Bharata Natya, though it originated in India, evolved mainly in Southern India. It originated based on the main treatise of Indian classical dance – Bharata’s Natya Sastra and a second text, Abhinaya Darpana, which deals with the emotive part of dance. The Natya Sastra gives you the basis of dance, all the foundational steps and it also talks extensively about theatre and theatre science. It was initially restricted to being performed in temples and then slowly became more widespread in performance venues. Most of the steps are performed with a stiff torso and outwardly flexed knees. Hand and footwork are generally quite complex. Most of the themes are based on Hindu mythology. Over the last century, current social themes and stories have been woven into this dance form. There are different schools of Bharata Natya and each has its own distinctive style. Guru Nirmala Madhava belongs to the Pandanallur school.

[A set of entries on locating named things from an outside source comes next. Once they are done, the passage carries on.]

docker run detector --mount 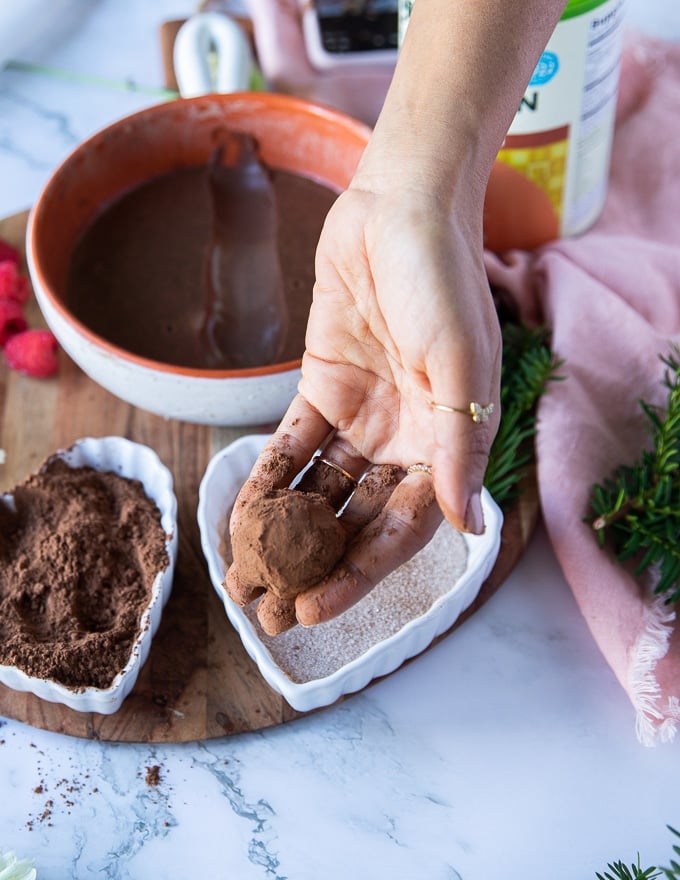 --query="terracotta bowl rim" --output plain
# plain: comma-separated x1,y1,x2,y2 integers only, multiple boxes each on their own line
26,92,371,379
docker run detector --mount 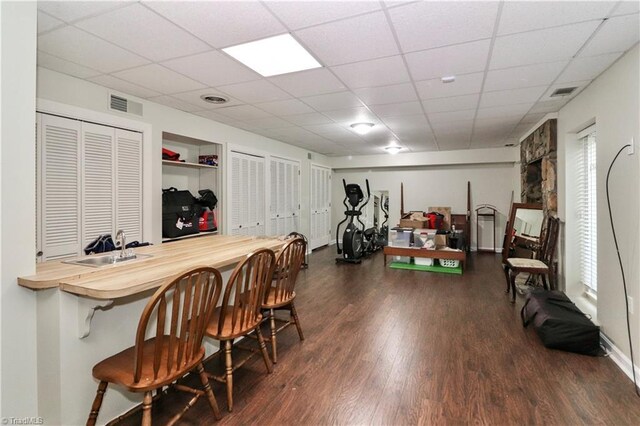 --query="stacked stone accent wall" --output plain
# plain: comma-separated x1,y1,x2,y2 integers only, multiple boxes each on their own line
520,119,558,216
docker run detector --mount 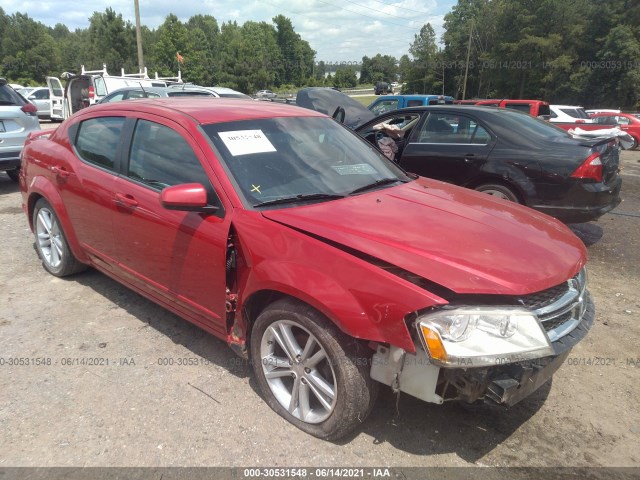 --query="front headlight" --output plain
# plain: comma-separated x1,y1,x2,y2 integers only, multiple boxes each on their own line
416,307,554,367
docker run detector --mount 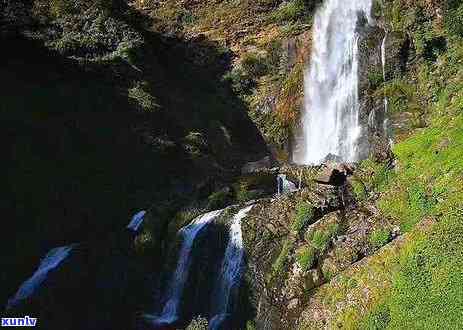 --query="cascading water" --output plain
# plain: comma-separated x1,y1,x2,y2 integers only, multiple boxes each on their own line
145,210,223,325
209,205,253,330
6,245,75,309
293,0,372,164
127,211,146,232
381,31,393,146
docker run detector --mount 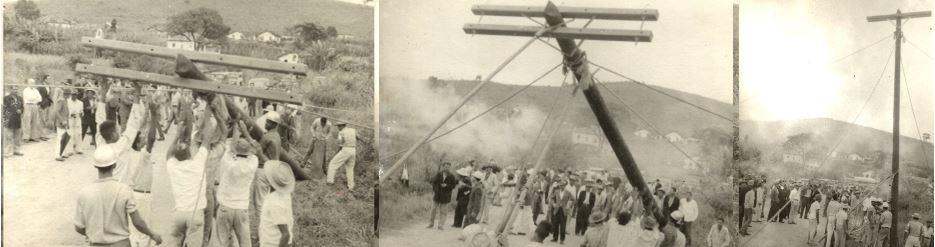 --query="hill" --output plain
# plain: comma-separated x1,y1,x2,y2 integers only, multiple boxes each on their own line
740,118,933,169
4,0,374,38
440,81,732,136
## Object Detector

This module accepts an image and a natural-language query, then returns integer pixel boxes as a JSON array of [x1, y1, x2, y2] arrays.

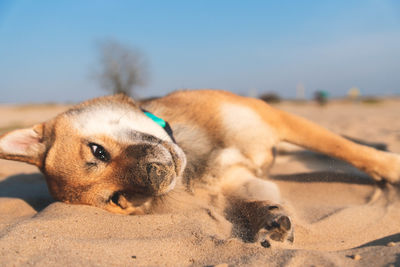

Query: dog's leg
[[249, 100, 400, 183], [221, 166, 293, 246]]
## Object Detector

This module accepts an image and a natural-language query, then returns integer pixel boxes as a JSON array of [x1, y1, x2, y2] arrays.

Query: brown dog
[[0, 90, 400, 245]]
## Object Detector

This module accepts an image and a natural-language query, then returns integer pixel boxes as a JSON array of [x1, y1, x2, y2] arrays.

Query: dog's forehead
[[66, 102, 171, 142]]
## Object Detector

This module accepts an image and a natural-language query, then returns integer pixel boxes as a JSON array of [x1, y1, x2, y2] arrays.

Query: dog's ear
[[0, 124, 46, 167]]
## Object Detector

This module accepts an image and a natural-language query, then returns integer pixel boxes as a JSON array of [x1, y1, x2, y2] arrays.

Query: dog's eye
[[89, 143, 110, 162]]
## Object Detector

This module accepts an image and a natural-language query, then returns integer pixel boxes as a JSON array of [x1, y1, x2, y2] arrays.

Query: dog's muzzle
[[127, 143, 186, 196]]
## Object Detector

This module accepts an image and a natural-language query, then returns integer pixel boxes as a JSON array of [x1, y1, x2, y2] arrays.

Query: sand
[[0, 99, 400, 266]]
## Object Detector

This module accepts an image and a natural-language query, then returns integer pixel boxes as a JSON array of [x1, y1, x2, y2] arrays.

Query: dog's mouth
[[107, 143, 186, 213]]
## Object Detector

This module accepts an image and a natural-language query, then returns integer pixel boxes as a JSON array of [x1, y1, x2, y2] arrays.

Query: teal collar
[[141, 108, 176, 143]]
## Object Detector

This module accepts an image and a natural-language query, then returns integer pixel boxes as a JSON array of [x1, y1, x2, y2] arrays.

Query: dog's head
[[0, 95, 186, 214]]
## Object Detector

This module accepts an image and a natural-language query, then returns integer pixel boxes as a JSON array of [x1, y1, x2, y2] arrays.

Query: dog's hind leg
[[221, 166, 293, 246], [247, 99, 400, 183]]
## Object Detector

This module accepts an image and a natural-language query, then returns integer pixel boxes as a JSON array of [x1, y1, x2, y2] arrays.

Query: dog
[[0, 90, 400, 245]]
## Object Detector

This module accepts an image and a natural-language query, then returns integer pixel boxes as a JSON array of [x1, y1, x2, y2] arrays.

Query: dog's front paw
[[231, 201, 294, 247], [256, 205, 294, 247]]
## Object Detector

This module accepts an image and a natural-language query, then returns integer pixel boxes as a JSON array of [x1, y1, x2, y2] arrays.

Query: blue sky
[[0, 0, 400, 103]]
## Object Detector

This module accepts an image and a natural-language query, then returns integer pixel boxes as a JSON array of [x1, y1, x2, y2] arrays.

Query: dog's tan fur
[[0, 90, 400, 245]]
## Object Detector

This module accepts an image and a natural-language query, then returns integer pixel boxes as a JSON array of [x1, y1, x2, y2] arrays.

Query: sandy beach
[[0, 99, 400, 266]]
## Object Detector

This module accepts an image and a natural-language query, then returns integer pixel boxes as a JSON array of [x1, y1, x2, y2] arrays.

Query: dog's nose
[[145, 162, 174, 195]]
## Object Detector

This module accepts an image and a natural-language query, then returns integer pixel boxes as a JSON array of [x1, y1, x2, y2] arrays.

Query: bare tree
[[95, 40, 147, 95]]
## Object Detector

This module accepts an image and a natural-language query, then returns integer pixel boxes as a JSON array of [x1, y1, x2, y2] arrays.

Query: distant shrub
[[361, 96, 382, 104], [259, 93, 281, 103]]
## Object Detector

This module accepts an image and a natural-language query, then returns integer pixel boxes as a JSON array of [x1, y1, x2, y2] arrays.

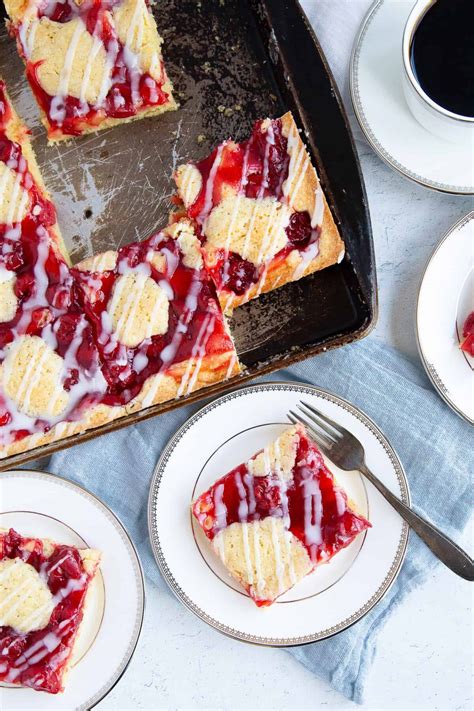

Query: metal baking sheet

My ideals of classical dance
I don’t believe that classical dance is a rigid form where there is no scope for any kind of change. I believe that there should be clarity in technique, a great confidence in your performance, and a steady control of mind and body. Abhinaya is also a vital part of classical dance. It is an expression of emotion that can best be expressed when you tap into your own fount of feelings and emotions. You need to get over your inhibitions and remain true to the storyline of your performance. Abhinaya requires a calmness in mind while performing. You also need to learn effective breathing techniques that enable to enhance your effectiveness while emoting. I believe it is essential for all Indian classical dance performers to have a good understanding of Natya Shastra and Abhinaya Darpana, the bibles of classical dance.